The slide provides a timeline for the “Lease Issuance to Gov Guam July 2021.” Along a straight arrow line representing a timeline, it reads at one point “April 2022 Environmental Req. (Environmental Condition of Property).” Then at another point along this timeline it reads “Aug 2022 Environmental Req” and includes the term “Archeological Survey.” It appears from the lack of documents responsive to the FOIA and based on the timeline that no environmental study and no archeological survey have even been completed.

Topasna wrote in her email to Borja, “…JRM Environmental is reviewing whether or not we need an EIS, they believe the environmental condition of the property will more than likely trigger an Environmental Assessment only which is good.” We had to ask ourselves why Topasna would conclude that it was good if the Navy only had to do an environmental assessment? But to answer that, and considering everything at stake from the rights of land claimants to a new hospital, we feel our audience and the public should know the difference between an EA (Environmental Assessment) and an EIS (Environmental Impact Statement).

In general, under the National Environmental Policy Act (NEPA), the difference between an EA and an EIS is simple. An EA is a concise review document taking into account the purpose and need of the proposal, any alternatives, and a very brief review of the impacted environment. An EIS is a much more comprehensive document that contains a significant amount of details. Prior to finalizing an EIS public hearings are generally held whereas in the case of an EA, there generally are no public hearings.

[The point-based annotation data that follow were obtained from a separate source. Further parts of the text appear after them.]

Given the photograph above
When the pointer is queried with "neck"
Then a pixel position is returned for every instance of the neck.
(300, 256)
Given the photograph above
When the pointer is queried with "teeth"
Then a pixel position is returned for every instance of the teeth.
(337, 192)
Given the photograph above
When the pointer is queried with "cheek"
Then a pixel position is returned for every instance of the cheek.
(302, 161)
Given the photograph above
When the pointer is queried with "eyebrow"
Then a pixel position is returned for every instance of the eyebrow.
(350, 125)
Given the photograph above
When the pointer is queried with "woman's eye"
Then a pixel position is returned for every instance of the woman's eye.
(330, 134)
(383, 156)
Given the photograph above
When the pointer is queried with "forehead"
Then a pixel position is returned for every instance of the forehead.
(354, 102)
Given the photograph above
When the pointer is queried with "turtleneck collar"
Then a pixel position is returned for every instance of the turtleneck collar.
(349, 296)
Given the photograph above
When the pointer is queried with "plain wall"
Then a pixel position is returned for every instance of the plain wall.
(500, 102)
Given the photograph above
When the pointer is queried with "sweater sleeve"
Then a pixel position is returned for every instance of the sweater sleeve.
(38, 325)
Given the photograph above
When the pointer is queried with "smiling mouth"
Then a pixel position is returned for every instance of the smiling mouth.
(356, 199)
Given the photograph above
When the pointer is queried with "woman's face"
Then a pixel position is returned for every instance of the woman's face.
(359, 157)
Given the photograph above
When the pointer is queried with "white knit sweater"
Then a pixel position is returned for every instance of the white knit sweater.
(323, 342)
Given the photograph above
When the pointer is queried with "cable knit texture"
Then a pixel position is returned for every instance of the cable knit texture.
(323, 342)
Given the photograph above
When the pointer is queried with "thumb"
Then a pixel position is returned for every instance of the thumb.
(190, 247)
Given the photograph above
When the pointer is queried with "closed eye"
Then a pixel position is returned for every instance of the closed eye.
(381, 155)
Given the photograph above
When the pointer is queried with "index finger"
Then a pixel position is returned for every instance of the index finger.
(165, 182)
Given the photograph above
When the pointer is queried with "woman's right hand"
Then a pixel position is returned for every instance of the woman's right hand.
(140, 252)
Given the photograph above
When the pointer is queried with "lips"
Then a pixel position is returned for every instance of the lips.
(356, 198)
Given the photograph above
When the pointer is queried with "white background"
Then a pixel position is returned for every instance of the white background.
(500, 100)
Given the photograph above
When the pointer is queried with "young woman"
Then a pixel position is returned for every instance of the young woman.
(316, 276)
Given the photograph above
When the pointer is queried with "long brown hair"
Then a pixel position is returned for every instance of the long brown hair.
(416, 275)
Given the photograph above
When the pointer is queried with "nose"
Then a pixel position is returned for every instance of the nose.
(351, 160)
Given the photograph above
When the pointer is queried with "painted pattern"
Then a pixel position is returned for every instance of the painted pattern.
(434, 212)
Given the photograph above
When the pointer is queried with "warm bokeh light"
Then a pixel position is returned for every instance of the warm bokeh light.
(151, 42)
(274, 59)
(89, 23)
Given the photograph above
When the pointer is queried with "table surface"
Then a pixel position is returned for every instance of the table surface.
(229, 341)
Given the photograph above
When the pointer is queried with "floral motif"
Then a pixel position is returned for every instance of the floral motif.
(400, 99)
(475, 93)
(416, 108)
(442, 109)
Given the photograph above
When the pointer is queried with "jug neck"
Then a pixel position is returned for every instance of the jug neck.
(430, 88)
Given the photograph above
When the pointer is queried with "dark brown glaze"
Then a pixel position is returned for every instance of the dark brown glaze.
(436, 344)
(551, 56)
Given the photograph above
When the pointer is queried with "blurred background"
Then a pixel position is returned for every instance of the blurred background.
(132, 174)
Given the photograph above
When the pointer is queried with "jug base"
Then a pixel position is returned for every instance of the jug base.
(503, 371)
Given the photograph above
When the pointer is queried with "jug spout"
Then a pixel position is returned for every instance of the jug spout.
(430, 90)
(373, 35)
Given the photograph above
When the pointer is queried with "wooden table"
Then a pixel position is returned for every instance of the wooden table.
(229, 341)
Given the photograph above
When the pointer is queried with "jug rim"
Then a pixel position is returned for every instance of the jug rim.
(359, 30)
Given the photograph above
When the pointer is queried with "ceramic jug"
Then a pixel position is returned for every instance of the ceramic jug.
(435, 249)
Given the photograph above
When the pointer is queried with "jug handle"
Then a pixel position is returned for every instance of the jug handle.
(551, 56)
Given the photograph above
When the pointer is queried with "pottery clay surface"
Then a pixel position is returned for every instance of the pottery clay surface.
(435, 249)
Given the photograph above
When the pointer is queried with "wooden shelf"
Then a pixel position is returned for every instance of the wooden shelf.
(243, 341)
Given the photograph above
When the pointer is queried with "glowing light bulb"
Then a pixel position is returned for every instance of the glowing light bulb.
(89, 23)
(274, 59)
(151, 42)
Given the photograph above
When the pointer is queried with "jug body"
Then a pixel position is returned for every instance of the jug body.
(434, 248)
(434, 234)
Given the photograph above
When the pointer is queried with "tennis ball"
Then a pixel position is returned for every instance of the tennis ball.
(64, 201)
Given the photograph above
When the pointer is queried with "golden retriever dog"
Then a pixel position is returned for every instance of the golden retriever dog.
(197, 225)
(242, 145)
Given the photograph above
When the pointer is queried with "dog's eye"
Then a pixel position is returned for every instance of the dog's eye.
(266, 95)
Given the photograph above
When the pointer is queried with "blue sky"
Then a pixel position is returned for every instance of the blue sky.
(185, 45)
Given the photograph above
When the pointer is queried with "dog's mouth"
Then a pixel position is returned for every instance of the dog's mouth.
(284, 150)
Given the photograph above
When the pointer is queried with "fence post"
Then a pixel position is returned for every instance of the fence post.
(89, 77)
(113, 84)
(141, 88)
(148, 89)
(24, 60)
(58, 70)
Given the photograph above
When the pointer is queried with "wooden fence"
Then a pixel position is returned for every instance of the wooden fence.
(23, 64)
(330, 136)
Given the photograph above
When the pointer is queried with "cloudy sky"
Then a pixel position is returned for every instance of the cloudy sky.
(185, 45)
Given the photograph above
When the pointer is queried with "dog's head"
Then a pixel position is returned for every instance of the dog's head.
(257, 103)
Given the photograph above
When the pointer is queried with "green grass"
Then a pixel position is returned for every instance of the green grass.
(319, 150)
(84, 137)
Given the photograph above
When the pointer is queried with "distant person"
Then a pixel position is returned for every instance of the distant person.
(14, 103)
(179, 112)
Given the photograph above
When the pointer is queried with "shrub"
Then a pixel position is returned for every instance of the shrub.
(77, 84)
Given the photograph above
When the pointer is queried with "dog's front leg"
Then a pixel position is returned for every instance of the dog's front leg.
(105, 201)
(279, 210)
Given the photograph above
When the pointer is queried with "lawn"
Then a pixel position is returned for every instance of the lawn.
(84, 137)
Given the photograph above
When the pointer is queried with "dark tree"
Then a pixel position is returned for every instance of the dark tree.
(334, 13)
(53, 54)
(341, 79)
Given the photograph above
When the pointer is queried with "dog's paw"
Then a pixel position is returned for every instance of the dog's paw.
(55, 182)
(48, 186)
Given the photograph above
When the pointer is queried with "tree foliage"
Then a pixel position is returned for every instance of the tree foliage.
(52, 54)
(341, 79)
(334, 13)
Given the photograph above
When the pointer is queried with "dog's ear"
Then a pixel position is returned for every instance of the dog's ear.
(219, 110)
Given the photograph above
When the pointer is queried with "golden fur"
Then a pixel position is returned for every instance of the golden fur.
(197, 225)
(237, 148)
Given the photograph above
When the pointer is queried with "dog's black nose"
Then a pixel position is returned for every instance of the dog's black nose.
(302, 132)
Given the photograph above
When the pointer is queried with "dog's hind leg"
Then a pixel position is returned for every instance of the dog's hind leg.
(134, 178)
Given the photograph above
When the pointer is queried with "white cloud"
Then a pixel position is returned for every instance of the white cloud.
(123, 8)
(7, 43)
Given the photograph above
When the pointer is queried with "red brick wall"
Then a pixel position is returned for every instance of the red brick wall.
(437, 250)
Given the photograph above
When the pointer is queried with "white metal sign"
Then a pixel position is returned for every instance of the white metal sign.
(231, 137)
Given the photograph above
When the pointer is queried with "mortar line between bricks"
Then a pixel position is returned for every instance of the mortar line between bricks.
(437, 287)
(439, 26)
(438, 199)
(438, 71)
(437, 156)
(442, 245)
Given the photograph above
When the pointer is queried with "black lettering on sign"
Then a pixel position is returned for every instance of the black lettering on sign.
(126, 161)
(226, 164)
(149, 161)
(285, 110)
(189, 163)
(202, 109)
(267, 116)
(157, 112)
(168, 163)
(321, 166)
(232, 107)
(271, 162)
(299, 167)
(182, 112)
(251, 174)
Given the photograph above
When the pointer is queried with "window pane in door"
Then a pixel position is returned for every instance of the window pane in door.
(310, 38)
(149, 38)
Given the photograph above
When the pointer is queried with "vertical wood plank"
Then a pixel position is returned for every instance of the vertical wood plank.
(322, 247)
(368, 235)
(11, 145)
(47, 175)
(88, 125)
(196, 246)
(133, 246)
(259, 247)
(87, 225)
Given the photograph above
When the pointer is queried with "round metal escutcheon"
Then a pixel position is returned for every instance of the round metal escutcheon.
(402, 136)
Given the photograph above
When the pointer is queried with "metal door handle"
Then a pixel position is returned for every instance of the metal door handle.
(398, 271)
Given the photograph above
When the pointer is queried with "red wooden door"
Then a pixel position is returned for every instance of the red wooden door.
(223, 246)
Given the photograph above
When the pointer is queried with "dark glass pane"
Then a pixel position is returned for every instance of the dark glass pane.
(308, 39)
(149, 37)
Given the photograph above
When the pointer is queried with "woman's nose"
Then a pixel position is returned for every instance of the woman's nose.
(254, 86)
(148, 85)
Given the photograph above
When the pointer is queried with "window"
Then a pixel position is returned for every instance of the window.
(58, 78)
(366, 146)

So the only reason that Topasna would welcome an EA over an EIS is because it does not contain details. It is fairly fast to prepare. It is much less expensive than an EIS. And in preparing an EA, for those sections of the study dealing with hazardous waste, generally only a review of the history of the land’s use is studied and not actual soil or water samples. Why would we build a medical complex there? Why wouldn’t we build it on land, where we already know there is no toxic waste or unexploded bombs? On land, where we don’t have to build millions in water and power infrastructure to prepare it for construction? On land that already is designated for the hospital: Oka Point?

Ms. Topasna’s response to Kandit – a portion of which directly contradicts statements Ms. Leon Guerrero has made publicly – raises even more questions. Why would anyone even suggest that there would be no findings of significant impacts related to a development estimated to cost $1 Billion? Why does it seem that the public has been misinformed about the initiation and even design of this project when the most basic of studies have not even been completed?

And why, if there is a rush to build this medical complex, would we waste so much time undertaking all these processes in Mangilao, when Oka Point is ready for this project to start now?

We still believe the future interest land rights of the heirs of original landowners must take precedence. Our laws require it. And if the governor will not advocate for the return of these lands to the government for subsequent transfer to the heirs of original landowners, then she must provide them compensation either in cash or in land. Despite our continued good faith efforts to attain the governor’s research that the land claimants were paid, we have not received even one page of research. The Navy should not insert itself into Territorial land claim issues. Instead, it too should follow the same direction that thousands of acres of federal excess lands make it back into the hands of the original land owners.

And for crying out loud – based on the Navy on Guam’s track record – if they tell us there’s nothing to worry about on land they’ve held for decades, we should absolutely check it out.